Она вбежала на кухню, лицо злое, на глазах слезы. Пихотский показался за ней из прихожей, но она захлопнула кухонную дверь, закрыла ее на задвижку. Заметалась, хватаясь то за одно, то за другое. Увидела кофейник на плите, схватила и в ярости выплеснула готовый кофе в раковину. Черная жижа в облаке пара кляксой расползлась по белой эмали. Швырнула и кофейник туда же.

Дверь в кухню была не сплошная, а застекленная наполовину.

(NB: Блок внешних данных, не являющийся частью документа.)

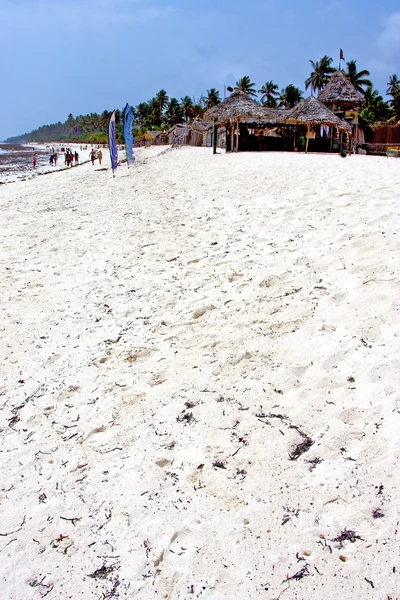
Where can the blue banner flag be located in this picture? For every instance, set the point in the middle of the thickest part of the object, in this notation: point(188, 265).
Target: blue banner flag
point(112, 143)
point(128, 136)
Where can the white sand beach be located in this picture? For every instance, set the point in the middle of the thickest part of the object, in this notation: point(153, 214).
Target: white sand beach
point(200, 379)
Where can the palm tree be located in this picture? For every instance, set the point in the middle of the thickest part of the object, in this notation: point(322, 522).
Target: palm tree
point(268, 92)
point(212, 98)
point(155, 115)
point(187, 107)
point(174, 112)
point(245, 85)
point(322, 70)
point(393, 86)
point(376, 109)
point(162, 99)
point(142, 112)
point(290, 96)
point(357, 78)
point(197, 111)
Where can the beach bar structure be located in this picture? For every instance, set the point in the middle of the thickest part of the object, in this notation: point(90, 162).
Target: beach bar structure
point(250, 126)
point(341, 96)
point(235, 110)
point(311, 113)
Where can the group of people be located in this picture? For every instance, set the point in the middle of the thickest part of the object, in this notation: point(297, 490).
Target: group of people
point(94, 155)
point(70, 157)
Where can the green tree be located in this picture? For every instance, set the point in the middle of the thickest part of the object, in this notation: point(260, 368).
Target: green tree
point(375, 110)
point(394, 91)
point(187, 108)
point(320, 75)
point(245, 85)
point(290, 96)
point(197, 111)
point(142, 112)
point(212, 98)
point(155, 115)
point(174, 113)
point(357, 78)
point(269, 93)
point(162, 99)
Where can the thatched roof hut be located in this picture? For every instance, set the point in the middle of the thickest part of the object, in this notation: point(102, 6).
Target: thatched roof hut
point(237, 107)
point(340, 93)
point(312, 112)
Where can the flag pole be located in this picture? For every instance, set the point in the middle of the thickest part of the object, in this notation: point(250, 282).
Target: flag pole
point(112, 143)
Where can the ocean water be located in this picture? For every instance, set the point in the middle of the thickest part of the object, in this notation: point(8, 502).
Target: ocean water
point(16, 161)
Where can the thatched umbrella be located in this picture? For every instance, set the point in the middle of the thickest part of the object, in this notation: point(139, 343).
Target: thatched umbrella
point(340, 93)
point(312, 112)
point(238, 107)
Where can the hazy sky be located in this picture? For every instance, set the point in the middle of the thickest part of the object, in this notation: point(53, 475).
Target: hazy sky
point(82, 56)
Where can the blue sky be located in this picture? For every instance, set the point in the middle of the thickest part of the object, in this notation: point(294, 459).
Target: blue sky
point(82, 56)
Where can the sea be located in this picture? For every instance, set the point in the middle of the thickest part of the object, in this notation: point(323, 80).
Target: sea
point(16, 161)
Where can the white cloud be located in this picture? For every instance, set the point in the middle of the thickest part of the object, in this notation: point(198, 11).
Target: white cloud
point(389, 38)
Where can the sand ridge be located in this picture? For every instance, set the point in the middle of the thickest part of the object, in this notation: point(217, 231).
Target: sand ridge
point(200, 379)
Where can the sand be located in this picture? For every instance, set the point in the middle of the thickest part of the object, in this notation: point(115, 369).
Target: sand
point(200, 375)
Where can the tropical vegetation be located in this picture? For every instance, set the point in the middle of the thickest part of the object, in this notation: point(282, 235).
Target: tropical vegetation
point(162, 112)
point(322, 70)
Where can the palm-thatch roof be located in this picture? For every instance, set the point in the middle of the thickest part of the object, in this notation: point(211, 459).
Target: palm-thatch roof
point(201, 125)
point(239, 106)
point(340, 91)
point(312, 111)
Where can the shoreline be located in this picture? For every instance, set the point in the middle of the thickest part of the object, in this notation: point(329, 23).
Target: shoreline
point(200, 378)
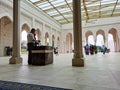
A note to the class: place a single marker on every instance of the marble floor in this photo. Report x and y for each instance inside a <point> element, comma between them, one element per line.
<point>101,72</point>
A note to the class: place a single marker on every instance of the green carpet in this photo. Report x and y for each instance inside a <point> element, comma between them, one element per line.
<point>8,85</point>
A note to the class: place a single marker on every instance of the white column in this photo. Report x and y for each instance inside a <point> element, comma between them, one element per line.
<point>77,33</point>
<point>33,22</point>
<point>16,33</point>
<point>43,34</point>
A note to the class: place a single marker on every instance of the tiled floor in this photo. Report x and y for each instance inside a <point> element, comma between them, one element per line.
<point>101,72</point>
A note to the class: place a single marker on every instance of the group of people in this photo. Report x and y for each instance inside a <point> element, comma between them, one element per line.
<point>93,49</point>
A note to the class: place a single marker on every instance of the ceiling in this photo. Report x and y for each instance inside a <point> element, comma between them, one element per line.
<point>62,11</point>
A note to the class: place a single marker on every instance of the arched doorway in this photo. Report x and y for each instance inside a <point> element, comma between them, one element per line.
<point>6,29</point>
<point>25,30</point>
<point>89,37</point>
<point>38,34</point>
<point>111,43</point>
<point>69,43</point>
<point>46,38</point>
<point>53,40</point>
<point>113,32</point>
<point>100,40</point>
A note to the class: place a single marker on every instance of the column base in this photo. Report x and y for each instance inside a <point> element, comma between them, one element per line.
<point>15,60</point>
<point>78,62</point>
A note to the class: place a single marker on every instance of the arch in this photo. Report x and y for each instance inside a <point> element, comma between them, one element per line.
<point>100,40</point>
<point>38,34</point>
<point>101,32</point>
<point>113,31</point>
<point>7,33</point>
<point>25,27</point>
<point>53,40</point>
<point>69,43</point>
<point>58,44</point>
<point>46,38</point>
<point>87,35</point>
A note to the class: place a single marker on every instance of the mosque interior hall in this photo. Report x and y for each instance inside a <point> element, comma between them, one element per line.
<point>71,26</point>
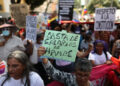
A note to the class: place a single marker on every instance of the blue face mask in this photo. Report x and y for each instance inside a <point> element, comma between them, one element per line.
<point>6,32</point>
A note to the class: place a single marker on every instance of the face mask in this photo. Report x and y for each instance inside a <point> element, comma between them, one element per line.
<point>6,32</point>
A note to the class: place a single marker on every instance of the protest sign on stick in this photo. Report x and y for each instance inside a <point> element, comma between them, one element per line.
<point>61,45</point>
<point>65,10</point>
<point>104,19</point>
<point>31,28</point>
<point>19,13</point>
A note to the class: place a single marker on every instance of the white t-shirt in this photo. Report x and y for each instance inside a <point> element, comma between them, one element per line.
<point>35,80</point>
<point>99,59</point>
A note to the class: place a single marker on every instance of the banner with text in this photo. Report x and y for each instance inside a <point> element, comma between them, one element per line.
<point>104,19</point>
<point>65,10</point>
<point>61,45</point>
<point>31,28</point>
<point>19,13</point>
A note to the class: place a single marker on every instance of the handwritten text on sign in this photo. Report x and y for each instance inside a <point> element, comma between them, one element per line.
<point>31,26</point>
<point>104,19</point>
<point>61,45</point>
<point>19,13</point>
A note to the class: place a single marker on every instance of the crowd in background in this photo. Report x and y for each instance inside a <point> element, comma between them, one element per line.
<point>98,47</point>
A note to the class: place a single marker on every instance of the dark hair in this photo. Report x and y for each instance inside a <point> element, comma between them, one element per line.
<point>23,59</point>
<point>83,64</point>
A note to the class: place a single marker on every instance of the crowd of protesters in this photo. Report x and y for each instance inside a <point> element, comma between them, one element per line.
<point>21,65</point>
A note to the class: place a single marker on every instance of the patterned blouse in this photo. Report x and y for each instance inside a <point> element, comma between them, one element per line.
<point>68,79</point>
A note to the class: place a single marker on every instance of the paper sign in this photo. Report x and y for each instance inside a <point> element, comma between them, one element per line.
<point>65,10</point>
<point>104,19</point>
<point>31,28</point>
<point>19,13</point>
<point>61,45</point>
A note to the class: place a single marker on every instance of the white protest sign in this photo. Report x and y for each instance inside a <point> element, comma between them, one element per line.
<point>104,19</point>
<point>61,45</point>
<point>31,28</point>
<point>19,13</point>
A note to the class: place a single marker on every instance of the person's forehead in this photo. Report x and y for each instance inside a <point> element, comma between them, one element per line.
<point>13,61</point>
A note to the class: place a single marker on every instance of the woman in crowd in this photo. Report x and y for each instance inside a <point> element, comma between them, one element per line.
<point>80,78</point>
<point>20,72</point>
<point>100,54</point>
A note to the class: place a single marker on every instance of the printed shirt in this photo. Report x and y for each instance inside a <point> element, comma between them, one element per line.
<point>68,79</point>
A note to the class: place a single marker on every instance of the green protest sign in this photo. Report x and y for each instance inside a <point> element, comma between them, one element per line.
<point>61,45</point>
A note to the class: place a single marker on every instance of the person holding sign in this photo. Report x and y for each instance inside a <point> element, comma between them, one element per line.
<point>80,78</point>
<point>20,71</point>
<point>100,55</point>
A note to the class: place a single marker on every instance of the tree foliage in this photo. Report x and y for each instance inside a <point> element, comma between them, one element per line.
<point>102,3</point>
<point>34,3</point>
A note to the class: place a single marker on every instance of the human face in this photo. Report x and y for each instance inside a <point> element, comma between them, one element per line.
<point>15,68</point>
<point>82,77</point>
<point>99,48</point>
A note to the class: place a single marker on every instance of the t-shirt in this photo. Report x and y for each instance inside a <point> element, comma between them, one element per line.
<point>99,59</point>
<point>35,80</point>
<point>68,79</point>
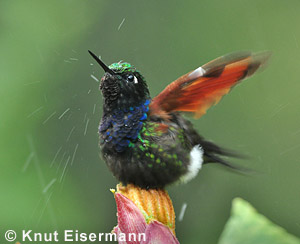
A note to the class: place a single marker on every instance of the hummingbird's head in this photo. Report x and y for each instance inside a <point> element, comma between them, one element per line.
<point>122,86</point>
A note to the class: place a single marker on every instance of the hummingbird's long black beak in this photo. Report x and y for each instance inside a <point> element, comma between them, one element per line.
<point>103,65</point>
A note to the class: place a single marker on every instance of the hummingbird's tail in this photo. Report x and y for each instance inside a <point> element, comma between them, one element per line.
<point>215,154</point>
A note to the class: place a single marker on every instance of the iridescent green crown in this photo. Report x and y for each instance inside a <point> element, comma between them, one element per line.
<point>121,67</point>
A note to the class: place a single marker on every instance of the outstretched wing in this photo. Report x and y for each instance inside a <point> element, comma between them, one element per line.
<point>203,87</point>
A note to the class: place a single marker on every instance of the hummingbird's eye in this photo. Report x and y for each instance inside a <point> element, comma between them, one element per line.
<point>132,78</point>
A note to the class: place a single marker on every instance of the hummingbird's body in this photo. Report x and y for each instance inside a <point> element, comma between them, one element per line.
<point>146,141</point>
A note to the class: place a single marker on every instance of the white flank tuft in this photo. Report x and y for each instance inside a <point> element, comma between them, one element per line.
<point>196,161</point>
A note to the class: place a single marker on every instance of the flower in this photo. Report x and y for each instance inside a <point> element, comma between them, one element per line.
<point>144,216</point>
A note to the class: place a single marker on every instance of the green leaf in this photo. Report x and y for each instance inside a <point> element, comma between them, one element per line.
<point>246,226</point>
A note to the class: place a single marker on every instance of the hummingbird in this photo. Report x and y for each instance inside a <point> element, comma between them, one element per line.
<point>147,141</point>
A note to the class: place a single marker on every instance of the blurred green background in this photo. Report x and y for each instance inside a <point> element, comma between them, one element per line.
<point>51,174</point>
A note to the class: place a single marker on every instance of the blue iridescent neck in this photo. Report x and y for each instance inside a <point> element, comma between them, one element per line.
<point>123,126</point>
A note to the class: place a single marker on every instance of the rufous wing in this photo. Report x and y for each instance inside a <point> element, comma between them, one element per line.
<point>203,87</point>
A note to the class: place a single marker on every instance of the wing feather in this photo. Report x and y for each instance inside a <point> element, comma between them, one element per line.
<point>203,87</point>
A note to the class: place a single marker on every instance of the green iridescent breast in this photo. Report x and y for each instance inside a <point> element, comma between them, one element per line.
<point>121,67</point>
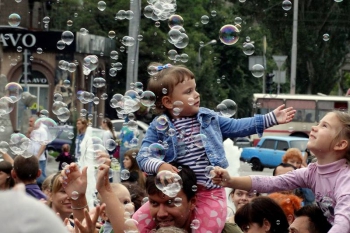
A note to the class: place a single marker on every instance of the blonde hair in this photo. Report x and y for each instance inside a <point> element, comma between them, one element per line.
<point>344,133</point>
<point>167,79</point>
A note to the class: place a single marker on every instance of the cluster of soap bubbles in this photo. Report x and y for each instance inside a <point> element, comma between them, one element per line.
<point>227,108</point>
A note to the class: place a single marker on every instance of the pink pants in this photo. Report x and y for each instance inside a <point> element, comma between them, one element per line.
<point>211,211</point>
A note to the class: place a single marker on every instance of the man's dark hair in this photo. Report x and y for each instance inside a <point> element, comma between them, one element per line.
<point>283,165</point>
<point>318,222</point>
<point>26,168</point>
<point>188,181</point>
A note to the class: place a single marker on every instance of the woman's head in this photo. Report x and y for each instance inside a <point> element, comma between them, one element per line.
<point>60,202</point>
<point>164,81</point>
<point>293,156</point>
<point>290,203</point>
<point>241,197</point>
<point>6,180</point>
<point>331,136</point>
<point>262,214</point>
<point>82,124</point>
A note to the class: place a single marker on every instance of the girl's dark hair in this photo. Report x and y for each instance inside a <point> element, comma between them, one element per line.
<point>6,167</point>
<point>167,79</point>
<point>110,127</point>
<point>131,154</point>
<point>260,209</point>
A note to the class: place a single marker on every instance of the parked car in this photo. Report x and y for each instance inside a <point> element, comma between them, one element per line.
<point>270,150</point>
<point>64,137</point>
<point>141,126</point>
<point>242,142</point>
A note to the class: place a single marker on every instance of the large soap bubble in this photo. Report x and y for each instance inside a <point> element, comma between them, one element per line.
<point>229,34</point>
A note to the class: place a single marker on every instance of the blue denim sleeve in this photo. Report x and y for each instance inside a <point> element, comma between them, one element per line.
<point>145,163</point>
<point>242,127</point>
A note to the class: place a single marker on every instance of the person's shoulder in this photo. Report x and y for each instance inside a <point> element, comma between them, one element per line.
<point>231,228</point>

Пихотский маячил с той стороны, жестикулируя, что–то объясняя и упрашивая. Вика резко отвечала ему, нервно расхаживая по кухне. Потом она вышла в прихожую, сняла с вешалки и протянула ему пальто. Лицо у нее было расстроенное, но жесты решительны и недвусмысленны. Пихотский еще оправдывался, уговаривал, даже повесил было пальто обратно на вешалку. Но Вика распахнула входную дверь, и ему волейневолей пришлось одеться. Извиняясь, оправдываясь, прижимая руки к груди, он попытался закрыть дверь, но Вика вцепилась в нее и на все лишь отчаянно мотала головой.

Наконец он убрался из прихожей, Вика тут же захлопнула за ним дверь и скрылась в темной детской.

Вранцов так переживал на «галерке», так был захвачен действием, что на время даже забыл свою злость. Лишь когда дверь за настырным гостем захлопнулась и подмостки опустели, у него отлегло от души. Но именно теперь–то злость, приглушенная было волнением, закипела в груди с новой силой. «Ну, сволочь, погоди! – думал он лихорадочно. – Ну, тварь, я тебе устрою!..» Что именно устроит, он и сам не знал, но в праведном гневе своем готов был растерзать соперника на клочки.

Пихотский выскочил из подъезда раздосадованный, застегивая пальто и вполголоса ругаясь. «Ах, какие мы вспыльчивые! Ах, какие целомудренные!.. – бормотал он. – Подумаешь, цаца! Брижит Бардо!.. Видали мы таких!..» Он остановился прямо под деревом, поправляя свой растрепанный шарф. Поправил, оглянулся на окна квартиры, но дальше не двинулся, остался стоять.

– А ведь ты свалял дурака, Веня, – задумчиво сказал он самому себе. – Сунулся раньше времени с бутылкой и погорел. А вторая глупость, что так просто ушел. Ну, подумаешь, бзик у бабы! Надо было выждать, дать успокоиться… Который месяц без мужика. Ну нервничает – не просто же в первый раз. Деликатней надо было, душевней. Стишки почитать, музычку вместе послушать… Надо вернуться. Мол, глубоко переживая случившееся, не нахожу себе оправдания, не хотелось бы оставить дурное впечатление. И в таком духе… Бабы, они отходчивые – небось сама жалеет уже…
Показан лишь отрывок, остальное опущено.